Depth Reporting

Showing posts with label Military. Show all posts
Showing posts with label Military. Show all posts

Monday, February 25, 2008

Instances of Use of United States Armed Forces Abroad, 1798-2007

This Congressional Research Service report (PDF), courtesy of the Federation of American Scientists, summarizes instances in which the U.S. used its armed forces since 1798:

This report lists hundreds of instances in which the United States has used its armed forces abroad in situations of military conflict or potential conflict or for other than normal peacetime purposes. It was compiled in part from various older lists and is intended primarily to provide a rough survey of past U.S. military ventures abroad, without reference to the magnitude of the given instance noted. The listing often contains references, especially from 1980 forward, to continuing military deployments especially U.S. military participation in multinational operations associated with NATO or the United Nations. Most of these post-1980 instances are summaries based on Presidential reports to Congress related to the War Powers Resolution. A comprehensive commentary regarding any of the instances listed is not undertaken here.

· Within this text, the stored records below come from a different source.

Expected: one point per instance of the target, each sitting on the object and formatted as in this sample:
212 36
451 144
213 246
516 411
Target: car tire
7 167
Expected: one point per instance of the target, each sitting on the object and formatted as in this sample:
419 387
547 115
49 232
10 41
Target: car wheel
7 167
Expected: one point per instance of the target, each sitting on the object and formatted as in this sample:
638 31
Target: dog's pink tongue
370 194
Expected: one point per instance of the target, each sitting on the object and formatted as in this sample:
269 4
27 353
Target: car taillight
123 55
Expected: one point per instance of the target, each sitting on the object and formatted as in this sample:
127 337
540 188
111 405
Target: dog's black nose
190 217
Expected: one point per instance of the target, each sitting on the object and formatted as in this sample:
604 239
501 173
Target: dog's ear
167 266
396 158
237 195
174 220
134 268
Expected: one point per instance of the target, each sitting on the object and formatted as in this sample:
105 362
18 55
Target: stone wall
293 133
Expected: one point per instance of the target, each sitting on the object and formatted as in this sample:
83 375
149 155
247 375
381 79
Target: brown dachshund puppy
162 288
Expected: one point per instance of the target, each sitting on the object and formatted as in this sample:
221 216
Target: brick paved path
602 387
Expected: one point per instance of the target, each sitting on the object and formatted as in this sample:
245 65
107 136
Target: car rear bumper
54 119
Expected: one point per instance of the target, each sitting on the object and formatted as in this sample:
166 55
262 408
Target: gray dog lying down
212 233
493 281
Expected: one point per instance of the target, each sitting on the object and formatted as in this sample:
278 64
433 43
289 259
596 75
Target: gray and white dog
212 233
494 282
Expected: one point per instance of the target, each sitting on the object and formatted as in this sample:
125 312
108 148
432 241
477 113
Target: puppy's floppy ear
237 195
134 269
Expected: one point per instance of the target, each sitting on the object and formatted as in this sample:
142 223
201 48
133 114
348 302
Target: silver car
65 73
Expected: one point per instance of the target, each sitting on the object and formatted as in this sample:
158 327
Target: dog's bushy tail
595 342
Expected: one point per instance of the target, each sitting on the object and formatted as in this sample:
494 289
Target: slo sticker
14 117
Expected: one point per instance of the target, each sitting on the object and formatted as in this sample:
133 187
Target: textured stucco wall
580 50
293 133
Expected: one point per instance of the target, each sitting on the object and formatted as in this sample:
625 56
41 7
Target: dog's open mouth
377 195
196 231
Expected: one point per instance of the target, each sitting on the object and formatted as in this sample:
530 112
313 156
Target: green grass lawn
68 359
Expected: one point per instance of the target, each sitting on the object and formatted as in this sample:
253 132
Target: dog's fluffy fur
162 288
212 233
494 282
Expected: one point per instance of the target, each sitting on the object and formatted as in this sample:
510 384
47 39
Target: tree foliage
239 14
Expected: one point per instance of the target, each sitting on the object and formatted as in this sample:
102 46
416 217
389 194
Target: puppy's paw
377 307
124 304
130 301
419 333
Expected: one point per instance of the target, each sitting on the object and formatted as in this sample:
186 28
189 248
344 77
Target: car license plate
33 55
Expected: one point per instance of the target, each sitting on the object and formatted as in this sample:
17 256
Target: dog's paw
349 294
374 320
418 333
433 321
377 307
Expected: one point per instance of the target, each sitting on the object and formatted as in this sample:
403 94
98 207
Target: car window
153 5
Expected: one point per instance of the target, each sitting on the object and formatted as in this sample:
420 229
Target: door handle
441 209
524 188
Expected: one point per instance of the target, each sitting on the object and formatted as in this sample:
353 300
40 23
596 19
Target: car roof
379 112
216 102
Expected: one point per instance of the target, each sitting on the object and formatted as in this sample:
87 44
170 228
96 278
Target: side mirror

Thursday, October 25, 2007

National Personnel Records Center Opens more than Six Million New Military Personnel Files

From a press release:

The National Personnel Records Center (NPRC) will open for the first time all of the individual Official Military Personnel Files (OMPFs) of Army, Army Air Corps, Army Air Forces, Navy, Marine Corps and Coast Guard military personnel who served and were discharged, retired or died while in the service, prior to 1946. Collectively, these files comprise more than six million records. This is the second step in the progressive opening of the entire paper and microfiche OMPF collection of over 57 million individual files. Additional military personnel records will be made available to the public each year through 2067 until the entire collection is opened.

These archived files are treasured by family members, historians, researchers, and genealogists. Contained in a typical OMPF are documents outlining all elements of military service, including assignments, evaluations, awards and decorations, education and training, demographic information, some medical information and documented disciplinary actions. Some records also contain photographs of the individual and official correspondence concerning military service.

The press release includes information on how to obtain the records.

Wednesday, June 27, 2007

Military injury reports

Michael Ravnitzky pointed out on posting on FOI-L earlier this week that that you can get reports on military injuries on the Army Medical Surveillance Activity Web site. Although its an Army site, it includes Navy, Air Force and Marine reports too. "These statistics are not readily available anywhere else, so this is an important data resource," he wrote. There is in-depth information about how soldiers are injured, including the body parts most affected and eye-opening summaries such as the one for March 2007, which says that 47,671 of the 504,416 soldiers assigned to the Army - 9.5 percent - had an injury that required medical attention that month.

Thursday, May 31, 2007

Free access to historical military records until June 6

Peter Smith of The Courier-Journal points out that Ancestry.com, a genealogy site whose records are also useful for investigative reporters, is offering free access to its vast collection of historical military records until June 6, the anniversary of D-Day:

I've been able to find such things as an image of my grandfather's World War I draft registration card (he never was drafted, but it mentions that his eyes were blue, which I never knew because I've only seen him in black-and-white photos); the history of a great-great-grandfather's Civil War regiment; the Civil War pension card of another ancestor; several references to books mentioning an ancestor who was a captain at Bunker Hill; and a World War II draft card of a great uncle who had already fought in World War I, then gone into vaudeville -- a vocation that isn't surprising considering that he wrote "yes" on the line where the card said, "Telephone."

Anyone who wants to research military records on anyone should check this out before D-Day.

Ancestry.com says its records include "every major U.S. war from the Revolutionary War through Vietnam, including draft registration cards, veterans' gravesites, soldier pension indexes, enlistment records, muster rolls and much more. "

Monday, February 5, 2007

Department of Defense Statistical Information Analysis Division

You can get large quantities of official military statistics on personnel, procurement and casualties courtesy of the Department of Defense's Statistical Information Analysis Division. It won't be easy to analyze, however, because the data is provided as unhelpful PDF files.

Monday, December 4, 2006

Index to Military Periodicals

The Air University Library's Index to Military Periodicals "is a subject index to significant articles, news items, and editorials from English language military and aeronautical periodicals. The Index contains citations since 1988 and is updated continuously."